One of the most common themes I come across when I interview the various winners of the Australian Financial Review Client Choice Awards each year is the winner’s genuine inability to articulate why they think they personally were rated the number one client service provider in their industry.
Without exception, they usually point to external factors – such as working with a great team, the win being the result of a fantastic team effort, or simply being lucky enough to have clients that are easy to work with.
When I interview Ian Rourke from FB Rice, winner of the Most Client Focused IP Specialist for 2017, he is no different. For him, it’s a combination of all three, but is definitely the result of having ‘easy clients’.
“To be honest I think that to some extent it is down to the client base I have. I work with clients in the field of biotechnology and as a result am generally dealing with fairly organised businesses who are commercial and realistic in their expectations. That makes it relatively easy to have a good relationship. Some other practice areas often have to deal with ‘backyard inventors’ who can at times struggle with the complexity and costs involved with the patenting process. This can present different challenges for attorneys and it might mean attorneys have a harder time pleasing them,” he says.
Two things Ian does that set him apart
While Ian thinks that he is just lucky to get some easy clients, in my experience there is no such thing. You create your own luck. And as Ian and I continue to talk, it becomes clear to me that there are a couple of things that Ian does that would potentially set him apart from others.
First, he truly has a commercial mindset over and above his technical skills. While many technical specialists I come across do have some commercial nous, for most it takes a real backseat to their technical skills and thinking. Technical comes first, commerciality second.

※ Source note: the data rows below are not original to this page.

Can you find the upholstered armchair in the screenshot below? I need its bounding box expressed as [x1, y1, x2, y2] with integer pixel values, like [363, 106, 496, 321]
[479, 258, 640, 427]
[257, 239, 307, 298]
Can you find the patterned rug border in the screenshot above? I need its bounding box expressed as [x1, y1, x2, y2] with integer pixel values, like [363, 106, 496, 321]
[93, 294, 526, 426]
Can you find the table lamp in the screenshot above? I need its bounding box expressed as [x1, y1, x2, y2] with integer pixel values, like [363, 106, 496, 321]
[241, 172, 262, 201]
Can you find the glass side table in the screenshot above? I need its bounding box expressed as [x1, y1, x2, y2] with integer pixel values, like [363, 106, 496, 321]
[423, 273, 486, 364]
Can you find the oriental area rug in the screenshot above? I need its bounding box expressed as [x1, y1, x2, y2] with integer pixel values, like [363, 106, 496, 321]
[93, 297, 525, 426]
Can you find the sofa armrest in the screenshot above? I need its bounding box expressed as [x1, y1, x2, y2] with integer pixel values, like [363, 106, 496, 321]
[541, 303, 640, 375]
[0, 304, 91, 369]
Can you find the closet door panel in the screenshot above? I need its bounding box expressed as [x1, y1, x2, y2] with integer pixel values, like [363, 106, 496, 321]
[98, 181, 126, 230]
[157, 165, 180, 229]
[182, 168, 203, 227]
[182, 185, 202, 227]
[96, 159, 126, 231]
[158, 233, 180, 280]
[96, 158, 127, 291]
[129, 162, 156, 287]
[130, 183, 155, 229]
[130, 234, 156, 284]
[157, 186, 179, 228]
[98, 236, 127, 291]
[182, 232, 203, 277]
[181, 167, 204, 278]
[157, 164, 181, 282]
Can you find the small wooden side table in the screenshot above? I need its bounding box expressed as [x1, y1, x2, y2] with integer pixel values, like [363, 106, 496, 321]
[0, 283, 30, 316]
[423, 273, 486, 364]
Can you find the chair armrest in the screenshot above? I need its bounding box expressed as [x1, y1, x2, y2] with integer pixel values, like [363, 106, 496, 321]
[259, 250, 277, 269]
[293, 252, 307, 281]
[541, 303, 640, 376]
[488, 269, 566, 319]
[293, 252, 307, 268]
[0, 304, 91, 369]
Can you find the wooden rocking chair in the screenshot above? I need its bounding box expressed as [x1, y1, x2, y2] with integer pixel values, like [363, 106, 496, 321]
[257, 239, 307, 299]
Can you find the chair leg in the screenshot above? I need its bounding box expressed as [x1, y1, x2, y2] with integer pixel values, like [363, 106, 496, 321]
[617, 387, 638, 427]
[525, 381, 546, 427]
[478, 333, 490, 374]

In Ian’s own words, it is “the responsibility of the provider such as me is to understand the commerciality of the task at hand which can change over time because prosecution of a single patent family can sometimes span over a decade. And as I reflect on receiving the award, which was a bit of a blur to be honest, some of the commentary about my win was around my focus on the commercial aspects.”
Second, Ian asks his clients a big picture question early on when he meets them. It’s a relatively simple one, and one that Ian tells me he assumes is a fairly standard question that everyone asks their clients – but from my experience, it’s actually not.
The question he asks is along the lines of “what are you trying to achieve?”, asked from both a personal and professional perspective. A question like this, that gets the client to think of a positive future state, away from the current detail, is really powerful in building trust. And in an industry that is dominated by detailed people working on highly detailed, technical things, questions like this can be relatively scarce because most ‘experts’ are only in their comfort zone when they are talking about things they know. By asking what the client is trying to achieve, Ian is potentially moving away from his area of expertise as he cannot know what the answer is going to be – and for many technical experts, that can be extremely scary.
Caring for each other = caring for clients
When Ian joined the Melbourne Office of FB Rice in 1998, there were only eight people, a number which has now grown to over 60. So what support or systems have they put in place that Ian believes contribute to their ability to continue to be client focused as they’ve grown?
“You don’t achieve that sort of growth without a culture that attracts people. That culture includes providing people with great work experience and an environment where people care about each other. That caring within the firm then transcends to clients – you cannot have one set of behaviours inside a firm and then a different set outside. Our growth is not because of a drive to be bigger or recruiting for the sake of it. It’s about finding people who will be the right fit for our culture and the needs of our clients,” he says.
“Similarly, with our clients we work on establishing good relationships. If I look across our client base, the number who were referred to us through other relationships is extremely high. I was recently talking to a group of five people at an event, where I knew all but one. The person I had not previously met expressed concerns about her current provider and started asking about FB Rice. I barely got any words out before the other four in the group started saying things like ‘Just use FB Rice, they are the best’.”
As Ian clearly knows well, one of the key benefits of a trusting relationship is the referrals. In trusting relationships, clients trust you for more than your technical ability, the trust is wide and deep, and in these instances they will actively recommend you. Sometimes they may not even recognise what it is about you that makes them want to do this, they just trust you.
Top tip? Be reliable and adaptable.
I ask Ian for his thoughts when the shoe is on the other foot. When he is the client, and is being ‘sold’ to – what’s important to him?
“In many cases, it comes down to their ability to respond in the right time frame and meet my needs. Whether that’s a builder I’m dealing with on a personal basis, or a lawyer I’m dealing with on behalf of a client of mine. If they don’t get back to me in the timeframe I need it puts stress on me and my client – and that is not acceptable. In some cases I have multiple instructors for the same client who have very different expectations regarding the timing of advice. I need to adapt to those individual needs even though I am doing two jobs for the same organisation.” he says.
“As a client, you have to have total faith in the provider.”
What Ian describes to me is reliability – another key element of Maister and Green et al’s trust equation. Having just spoken to me in-depth about the importance of Intimacy, or caring, it’s clear that Ian lives and breathes the trust equation, even if he doesn’t realise it. He understands and cares about the world his clients live in, and what their needs and pressures are – something that many providers never truly seek to understand.